Но стоило музыке смолкнуть, как магия тотчас же исчезла. Едва Морис убрал руку с талии своей учительницы, он снова превратился в нескладного парня с застенчивой улыбкой и длинными руками, которые непонятно куда девать.
– Ух ты, – тем не менее сказала Джеральдин, все еще видевшая в нем прежнего Мориса — Мориса-танцора, партнера и соперника, – это было... нечто. А говорили, что только балет!
Ученик слегка виновато пожал плечами, точно извиняясь.
– У меня хорошая память тела, – признался он.
В течение двух следующих часов выяснилось, что этот врун знаком с самбой, румбой, фокстротом, джайвом и танго. И что у него есть с собой запасная обувь — для чечетки. Джеральдин гоняла его по полной программе, пока зеленая футболка Мориса не потемнела от пота, – ставила к станку, заставляла повторять танцевальные фрагменты и импровизировать. В ответ — никаких жалоб, ни тени недовольства. Чем строже она становилась, тем сильнее он выкладывался. Это был знак — знак большого артиста, склонного к неизменному перфекционизму. Чем дольше они занимались, тем яснее становилось Джеральдин: за восемь месяцев репетиций она сделает из этого парня второго Фреда Астера. Возможно, однажды ей даже дадут «Оскар» за хореографию.

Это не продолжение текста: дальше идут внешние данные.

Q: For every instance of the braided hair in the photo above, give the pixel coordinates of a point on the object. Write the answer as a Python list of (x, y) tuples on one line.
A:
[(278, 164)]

Наконец время вышло. Глядя, как Морис собирает вещи, готовясь отправляться в раздевалку и душ, Джеральдин ощущала, как возбуждение иголочками покалывает ее изнутри. Сейчас ей было странно, что поначалу она нашла Мориса смешным и непривлекательным. В том, как он двигался, улыбался, наклонял голову, прислушиваясь к ее инструкциям, было что-то невыносимо притягательное, что-то такое, что помимо воли притягивало взгляд. У Джеральдин не было никаких принципов относительно отношений с учениками, однако первый шаг она не делала никогда, ожидая этого со стороны мужчин. Ждать обычно приходилось недолго: Джеральдин была очень хороша собой — стройная, с гривой вьющихся рыжих волос и сильными балетными ногами. На этот раз, думалось ей, на сближение тоже не понадобится много времени.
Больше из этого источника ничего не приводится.